At the dawn of the activist Progressive era and during a moment of great optimism about modern medicine, the government responded to the deadly epidemic by calling for universal compulsory vaccination. To enforce the law, public health authorities relied on quarantines, pesthouses, and "virus squads"-corps of doctors and club-wielding police. Though these measures eventually contained the disease, they also sparked a wave of popular resistance among Americans who perceived them as a threat to their health and to their rights.

At the time, anti-vaccinationists were often dismissed as misguided cranks, but Willrich argues that they belonged to a wider legacy of American dissent that attended the rise of an increasingly powerful government. While a well-organized anti-vaccination movement sprang up during these years, many Americans resisted in subtler ways-by concealing sick family members or forging immunization certificates. Pox introduces us to memorable characters on both sides of the debate, from Henning Jacobson, a Swedish Lutheran minister whose battle against vaccination went all the way to the Supreme Court, to C. P. Wertenbaker, a federal surgeon who saw himself as a medical missionary combating a deadly-and preventable-disease.
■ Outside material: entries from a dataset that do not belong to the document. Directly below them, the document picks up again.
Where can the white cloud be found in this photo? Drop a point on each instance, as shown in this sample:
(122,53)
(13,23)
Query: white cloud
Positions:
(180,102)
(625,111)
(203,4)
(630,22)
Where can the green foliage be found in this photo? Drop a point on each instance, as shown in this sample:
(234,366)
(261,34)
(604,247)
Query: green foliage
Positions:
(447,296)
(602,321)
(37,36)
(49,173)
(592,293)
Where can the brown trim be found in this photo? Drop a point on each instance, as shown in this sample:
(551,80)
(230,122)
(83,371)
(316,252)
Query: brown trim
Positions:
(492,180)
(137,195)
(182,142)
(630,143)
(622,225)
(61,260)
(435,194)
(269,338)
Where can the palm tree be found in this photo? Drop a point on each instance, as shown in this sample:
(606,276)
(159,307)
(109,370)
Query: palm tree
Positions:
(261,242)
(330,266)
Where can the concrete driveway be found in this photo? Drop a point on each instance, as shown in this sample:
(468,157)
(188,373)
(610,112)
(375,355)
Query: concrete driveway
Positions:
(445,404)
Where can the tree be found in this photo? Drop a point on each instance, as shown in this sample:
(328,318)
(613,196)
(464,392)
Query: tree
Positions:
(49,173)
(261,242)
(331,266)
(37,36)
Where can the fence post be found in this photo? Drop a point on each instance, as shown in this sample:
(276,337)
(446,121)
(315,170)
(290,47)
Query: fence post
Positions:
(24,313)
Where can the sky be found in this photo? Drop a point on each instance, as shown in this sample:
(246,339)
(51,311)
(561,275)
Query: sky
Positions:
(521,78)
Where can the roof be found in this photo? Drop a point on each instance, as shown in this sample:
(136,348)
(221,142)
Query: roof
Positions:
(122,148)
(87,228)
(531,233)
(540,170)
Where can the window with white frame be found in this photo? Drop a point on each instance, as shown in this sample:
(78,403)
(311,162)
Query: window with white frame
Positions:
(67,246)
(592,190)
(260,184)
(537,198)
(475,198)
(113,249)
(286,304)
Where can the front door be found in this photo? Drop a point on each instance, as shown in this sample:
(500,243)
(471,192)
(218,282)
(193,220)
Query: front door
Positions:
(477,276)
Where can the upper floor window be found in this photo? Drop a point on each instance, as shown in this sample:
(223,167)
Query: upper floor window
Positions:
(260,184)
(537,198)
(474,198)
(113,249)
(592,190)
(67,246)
As Willrich suggests, many of the questions first raised by the Progressive-era antivaccination movement are still with us: How far should the government go to protect us from peril? What happens when the interests of public health collide with religious beliefs and personal conscience? In Pox, Willrich delivers a riveting tale about the clash of modern medicine, civil liberties, and government power at the turn of the last century that resonates powerfully today.

About the Author

Michael Willrich is the author of City of Courts, which won the John H. Dunning Prize awarded by the American Historical Association for the best book on any aspect of U.S. history, and the William Nelson Cromwell Prize awarded by the American Society for Legal History. Currently an associate professor of history at Brandeis University, he worked for several years as a journalist in Washington, D.C., writing for The Washington Monthly, City Paper, The New Republic, and other magazines.

Editorial Reviews

"Willrich''s account of the early days of the American progressive movement couldn''t be more instructive or timely...a worthy read."
-Booklist (starred review)

"Willrich melds meticulous research with elegant writing to create a richly- textured social history...at the charged intersection of science, politics, race, and culture...You''ll never think the same way again about the now all-but- mechanical ritual of rolling up your shirtsleeve for a vaccine needle."
-Hampton Sides, author of Hellhound on His Trail

"...In the highly skilled hands of Michael Willrich, hard cases make great history. We all have much to learn from this excellent book."
-David Hackett Fischer, author of Champlain''s Dream and Washington''s Crossing

"A fascinating, fast-paced story of America''s last major smallpox epidemic...This is history at its best written by a master of his craft."
-Michael J. Klarman, author of From Jim Crow to Civil Rights

"Pox is a scholarly rarity: an important and deeply-researched book that speaks not only to historians, but to any thoughtful reader...he has made a lasting contribution to our understanding of the complex and tangled relationship between the powers and responsibilities of the state and the autonomy of individual men and women."
-Charles Rosenberg, author of The Cholera Years

"In Pox: An American History, Michael Willrich meticulously traces the story of how the smallpox vaccine was pressed into service during a major outbreak."